The Basics

Anthony Licata, editor of Field & Stream magazine, said he wasn’t surprised that a new generation of eaters was discovering what traditional hunters have known all along: “There’s nothing more organic and free range than meat you hunt for yourself and your family,” he said.

Mr. Licata, who is 35 and lives in New Jersey, said he thought interest in hunting among young urban locavores was bound to grow. “When you do hunt and if you’re lucky enough to fill your freezer with venison and feed your family, it’s a powerful thing,” he said. “They aren’t going to want to stop.”

From the NYT’s article, The Urban Deerslayer by Sean Patrick Farrell

North American hunting pre-dates the United States by thousands of years, and was an important part of many pre-Columbian Native American cultures.

Hunting is primarily regulated by state law; with additional regulations imposed through United States environmental law in the case of migratory birds and endangered species. Regulations vary widely from state to state, and govern the areas, time periods, techniques and methods by which specific game animals may be hunted. Hunters of protected species require a hunting license in all states, for which completion of a hunting safety course is sometimes a prerequisite.

Typically game animals are divided into several categories for regulatory purposes. Typical categories range from big game to small, furbearers to predators to upland game birds and waterfowl.

Hunting big game typically requires a “tag” for each animal harvested. Tags must be purchased in addition to the hunting license, and the number of tags issued to an individual is typically limited. In cases where there are more prospective hunters than the quota for that species, tags are usually assigned by lottery. Tags may be further restricted to a specific area or wildlife management unit. Hunting migratory waterfowl requires a duck stamp from the Fish and Wildlife Service.

Harvest of animals other than big game is typically restricted by a bag limit and a possession limit. A bag limit is a maximum number of a specific animal species that an individual can harvest in a single day. A possession limit is a maximum number of a specific animal species that can be in an individual’s possession at any time.

Gun usage in hunting is typically regulated by game category, area within the state, and time period. Regulations for big game hunting often specify a minimum caliber or muzzle energy for firearms. The use of rifles is often banned for safety reasons in areas with high population densities or limited topographic relief. Regulations may also limit or ban the use of lead in ammunition because of environmental concerns. Specific seasons for bow hunting or muzzle-loading black powder guns are often established to limit competition with hunters using more effective weapons.

Hunting in the United States is not associated with any particular class or culture; a 2006 poll showed 78% of Americans supported legal hunting, although relatively few Americans actually hunt. At the beginning of the 21st century, just six percent of Americans hunted. Southerners in states along the eastern seaboard hunted at a rate of five percent, slightly below the national average, and while hunting was more common in other parts of the South at nine percent, these rates did not surpass those of the Plains states, where twelve percent of Midwesterners hunted. Hunting in other areas of the country fell below the national average. Overall, in the 1996–2006 period, the number of hunters over the age of sixteen declined by ten percent, a drop attributable to a number of factors including habitat loss and changes in recreation habits.

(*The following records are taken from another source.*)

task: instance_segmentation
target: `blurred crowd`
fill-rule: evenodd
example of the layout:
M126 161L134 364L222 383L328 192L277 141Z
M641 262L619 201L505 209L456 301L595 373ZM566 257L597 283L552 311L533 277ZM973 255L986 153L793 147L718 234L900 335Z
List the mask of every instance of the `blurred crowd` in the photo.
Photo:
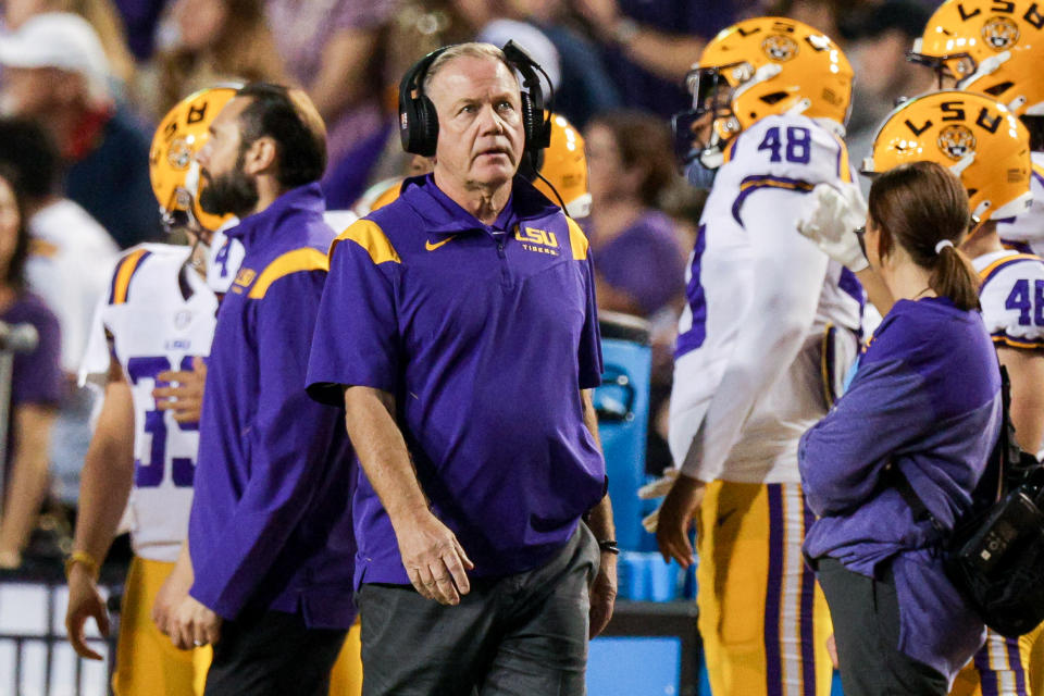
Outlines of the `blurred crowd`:
M838 40L856 66L849 148L859 162L894 100L931 86L931 72L906 67L904 55L936 4L7 0L0 167L12 170L25 197L26 281L62 332L64 396L51 435L52 489L74 504L89 439L89 399L76 388L75 373L90 308L107 291L119 250L161 235L148 181L150 135L194 90L258 79L304 88L328 128L328 206L347 209L370 185L410 173L396 124L398 80L410 64L458 41L513 39L524 47L552 83L555 110L586 140L592 215L584 225L599 303L651 322L656 414L670 394L685 258L701 206L678 173L669 124L688 107L685 75L706 40L757 15L797 18ZM64 258L53 258L57 249ZM48 262L34 266L34 258ZM650 430L650 473L670 464L659 436L664 430L656 422Z

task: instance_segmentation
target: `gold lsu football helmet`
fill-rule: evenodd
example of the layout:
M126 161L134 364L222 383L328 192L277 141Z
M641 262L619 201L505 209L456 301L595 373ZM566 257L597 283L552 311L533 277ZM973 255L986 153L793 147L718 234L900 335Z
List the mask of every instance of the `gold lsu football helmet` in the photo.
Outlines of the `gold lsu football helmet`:
M1044 115L1044 7L1030 0L947 0L913 41L910 60L958 89L990 95L1017 116Z
M566 116L551 114L551 144L542 153L540 176L533 181L533 186L558 202L551 190L554 186L561 202L566 203L566 214L586 217L591 214L591 191L587 188L587 154L580 130Z
M686 77L693 110L674 120L679 154L719 166L725 144L765 116L794 111L844 125L852 104L852 65L841 48L807 24L785 17L745 20L707 44ZM707 113L709 142L694 142ZM688 144L682 139L688 137Z
M1030 133L984 95L947 90L897 107L878 130L862 173L925 161L960 178L977 225L1022 213L1032 201Z
M210 137L211 122L239 87L220 85L189 95L163 116L156 129L149 151L149 179L167 231L188 227L194 232L213 232L228 219L199 207L203 179L196 153Z

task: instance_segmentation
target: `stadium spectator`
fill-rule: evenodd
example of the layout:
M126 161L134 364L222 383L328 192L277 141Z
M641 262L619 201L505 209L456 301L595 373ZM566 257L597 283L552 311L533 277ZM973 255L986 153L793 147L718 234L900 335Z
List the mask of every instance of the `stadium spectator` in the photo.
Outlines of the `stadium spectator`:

Regulation of hunting within the United States dates from the 19th century. Some modern hunters see themselves as conservationists and sportsmen in the mode of Theodore Roosevelt and the Boone and Crockett Club. Local hunting clubs and national organisations provide hunter education and help protect the future of the sport by buying land for future hunting use. Some groups represent a specific hunting interest, such as Ducks UnlimitedPheasants Forever, or the National Wild Turkey Federation.

Each year, nearly $200 million in hunters’ federal excise taxes are distributed to state agencies to support wildlife management programs, the purchase of lands open to hunters, and hunter education and safety classes. Since 1934 the sale of Federal Duck Stamps, a required purchase for migratory waterfowl hunters over sixteen-years-old, has raised over $700 million to help purchase more than 5,200,000 acres of habitat for the National Wildlife Refuge System lands that support waterfowl and many other wildlife species, and are often open to hunting. States also collect monies from hunting licenses to assist with management of game animals, as designated by law. A key task of federal and state park rangers and game wardens is to enforce laws and regulations related to hunting, including species protection, hunting seasons, and hunting bans.

The principles of the fair chase have been a part of the American hunting tradition for over one-hundred years. The role of the hunter-conservationist, popularised by Theodore Roosevelt, has been central to the development of the modern fair chase tradition.

Fair Chase, as defined by the Boone and Crockett Club, is the ethical, sportsmanlike, and lawful pursuit and taking of any free-ranging wild, native North American big game animal in a manner that does not give the hunter an improper advantage over such animals.